Además de la paz sostenida por los gatos y los pájaros, en su taller vivían muchos secretos. Uno de ellos era el sótano disimulado, nunca me contó si ya estaba cuando heredó la carbonería del Nono Gaitano, mi bisabuelo materno que había sido siciliano, carbonario y masón. O si lo habían construido con sus compañeros de militancia juvenil para hacer alguna "cárcel del pueblo". Mi abuelo era alto, sobresalía en la vereda  de Balcarce y Córdoba cuando me iba a buscar a la salida del Normal. Me saludaba acariciándome la cabeza, los pasos nos llevaban por Córdoba hacia el bulevar y, después de preguntarme cómo me había ido esa tarde, empezaba a contarme alguna historia despreciando límites entre imaginación y realidad.

Esa vez ya íbamos por el cantero de Oroño cuando me empezó a contar que una vez había estado en una cárcel. Cuando le pregunté por qué lo habían llevado preso me contestó: -Porque era un invierno que nevaba, hacía mucho frío, la lucidez de los burgueses pequeños había puesto un idiota en el poder y mucha gente vivía en la calle, se moría congelada. Y para darles algo de comida y abrigo, quisimos hacer una olla popular usando la "Llama votiva" del Monumento.

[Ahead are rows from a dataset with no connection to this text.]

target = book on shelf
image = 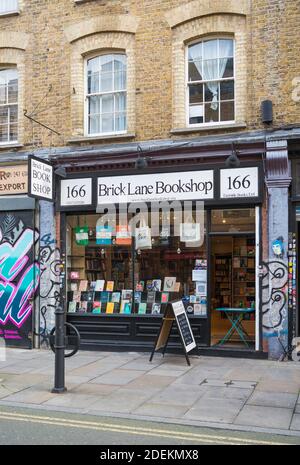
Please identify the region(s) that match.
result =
[69,300,77,313]
[106,281,115,292]
[138,302,147,315]
[147,291,156,303]
[111,292,121,303]
[95,279,105,291]
[93,301,101,313]
[121,300,131,313]
[79,279,88,291]
[106,302,115,313]
[100,291,110,303]
[151,302,160,315]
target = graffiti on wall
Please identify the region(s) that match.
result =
[262,260,288,338]
[39,233,61,346]
[0,212,40,347]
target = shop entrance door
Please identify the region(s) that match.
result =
[210,234,256,350]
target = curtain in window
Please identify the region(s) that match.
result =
[189,40,232,111]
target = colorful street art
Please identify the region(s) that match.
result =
[0,212,40,347]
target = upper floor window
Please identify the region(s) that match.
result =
[0,0,18,15]
[86,54,127,135]
[0,68,18,143]
[187,39,235,125]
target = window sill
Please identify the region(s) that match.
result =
[67,133,135,144]
[0,10,20,18]
[0,142,24,150]
[170,123,247,134]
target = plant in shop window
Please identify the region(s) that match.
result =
[74,226,89,246]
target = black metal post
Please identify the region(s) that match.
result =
[52,305,67,394]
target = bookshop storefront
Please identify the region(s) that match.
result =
[58,163,263,351]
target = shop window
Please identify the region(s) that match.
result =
[211,208,255,233]
[67,212,207,317]
[86,54,127,135]
[187,38,235,125]
[0,68,18,143]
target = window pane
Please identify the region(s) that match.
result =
[189,84,203,104]
[221,102,234,121]
[203,40,218,60]
[88,57,100,73]
[0,124,8,142]
[7,85,18,103]
[219,39,233,58]
[0,86,7,103]
[102,113,114,132]
[9,105,18,123]
[88,71,99,94]
[220,81,234,100]
[188,42,202,61]
[115,93,126,111]
[204,82,219,102]
[189,61,202,81]
[116,113,126,131]
[9,124,18,141]
[101,95,114,113]
[89,116,100,134]
[203,60,220,81]
[211,208,255,232]
[89,97,101,115]
[220,58,233,78]
[205,102,219,123]
[100,72,113,92]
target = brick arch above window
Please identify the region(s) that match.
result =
[0,31,30,50]
[65,15,138,43]
[165,0,250,28]
[71,32,135,141]
[0,47,25,147]
[172,14,247,133]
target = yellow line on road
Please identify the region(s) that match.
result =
[0,411,283,445]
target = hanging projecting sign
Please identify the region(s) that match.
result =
[28,156,54,202]
[60,178,92,207]
[97,170,214,204]
[220,167,259,199]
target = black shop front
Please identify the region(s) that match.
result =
[57,161,263,353]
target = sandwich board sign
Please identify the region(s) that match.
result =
[150,300,198,365]
[28,155,54,202]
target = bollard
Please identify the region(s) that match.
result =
[51,306,67,394]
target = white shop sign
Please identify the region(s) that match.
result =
[220,167,259,199]
[60,178,92,207]
[97,170,214,204]
[28,156,54,202]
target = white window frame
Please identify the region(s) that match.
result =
[0,66,20,147]
[84,50,128,138]
[0,0,19,16]
[185,35,236,128]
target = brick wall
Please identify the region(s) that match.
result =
[0,0,300,147]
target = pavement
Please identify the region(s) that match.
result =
[0,349,300,437]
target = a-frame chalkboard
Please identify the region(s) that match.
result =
[150,300,198,365]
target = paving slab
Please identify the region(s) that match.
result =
[247,390,300,413]
[126,372,176,389]
[134,402,187,418]
[234,405,293,429]
[184,398,244,423]
[90,369,142,386]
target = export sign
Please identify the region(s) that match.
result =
[0,165,28,195]
[28,156,54,202]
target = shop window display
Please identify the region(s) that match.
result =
[67,209,207,317]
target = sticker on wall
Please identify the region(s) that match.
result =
[272,236,284,258]
[74,226,89,246]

Mi abuelo nunca mentía. Me vio el desconcierto en la cara y me afirmó que era verdad, que había nevado en dos veces en Rosario. Y que durante la última  nevada, con algunos amigos se les ocurrió aprovechar el fuego de la "Llama votiva" para hacer una "olla popular. ¿Cuánto gas se había gastado para mantenerla encendida desde 1957? ¿Tenía sentido ese desperdicio de energía mientras la gente se moría de hambre y congelada de frío? Primero consiguieron algunas bolsas de dormir y llevaron a pernoctar allí a algunas personas en situación de calle. Así se fue formando el grupo colectivo de "Olla Votiva". Después de algunas discusiones con los gendarmes encargados de la custodia, se comprometieron a  mantener la limpieza y el orden del lugar entonces "patrio", unas veinte personas consiguieron mantener algo de salud en medio de uno de los inviernos más duros a causa del cambio climático provocado por la impotencia de creación política emancipatoria y la agonía del capitalismo. El problema surgía al amanecer, cuando el sol se insinuaba sobre el horizonte de las islas y todos tenían ganas de tomarse unos mates. ¿Dónde calentar el agua? Los gendarmes eran muy celosos de su trabajo, pero siempre se conseguía algo para distraerlos, todo se aprovechaba para poner a calentar sobre las llamas patrióticas un termo de acero inoxidable con un pedazo de caño que llevaba en un extremo las agarraderas de un andamio. Los mismos gendarmes disfrutaban los mates posteriores, creo que se hacían los distraídos; no se podían quejar, el agua se calentaba en pocos minutos, no se alteraba el orden ni la limpieza.

Si hay espectáculo/relato, es difícil mantener la creación lejos del mercado.

Mi abuelo decía que con la "Olla Votiva", todo se les fue de las manos, fue un acontecimiento que no llegaron a manejar. Cada noche iba más gente a dormir y cada día se donaban más bolsones de comida y aparecían nuevos voluntarios. Nunca se supo si alguien sacó una foto y la subió a la redes supuestamente sociales, si un periodista gastronómico hizo algún comentario sobre el menú popular o la cantidad de comensales que degustaban sus necesidades mínimas en las escalinatas de mármol, si algún resentido infiltrado aprovechó la ocasión para escribir una columna en el decano denunciado el atropello a los símbolos patrios. Algunos inescrupulosos no se iban durante el día, se quedaban cerca de la llama y al atardecer "vendían" el lugar y con ese dinero se iban a dormir a un hostel, a una habitación con baño privado y calefacción.

El asunto fue que una noche la "Llama votiva" del Propileo se apagó y todos salieron corriendo. Nunca se supo si fue porque la cuenta de gas del Monumento tenía tres boletas vencidas por los aumentos mal justificados por la "herencia recibida" o por una maniobra de algunos PCI cesanteados. Todos salieron corriendo menos mi abuelo y un correntino que no encontraba la traducción de propileo en guaraní. Se quedaron a limpiar en la oscuridad. Cuando estaban tirando la última bolsa de basura, llegó un móvil Robocop y los llevaron presos.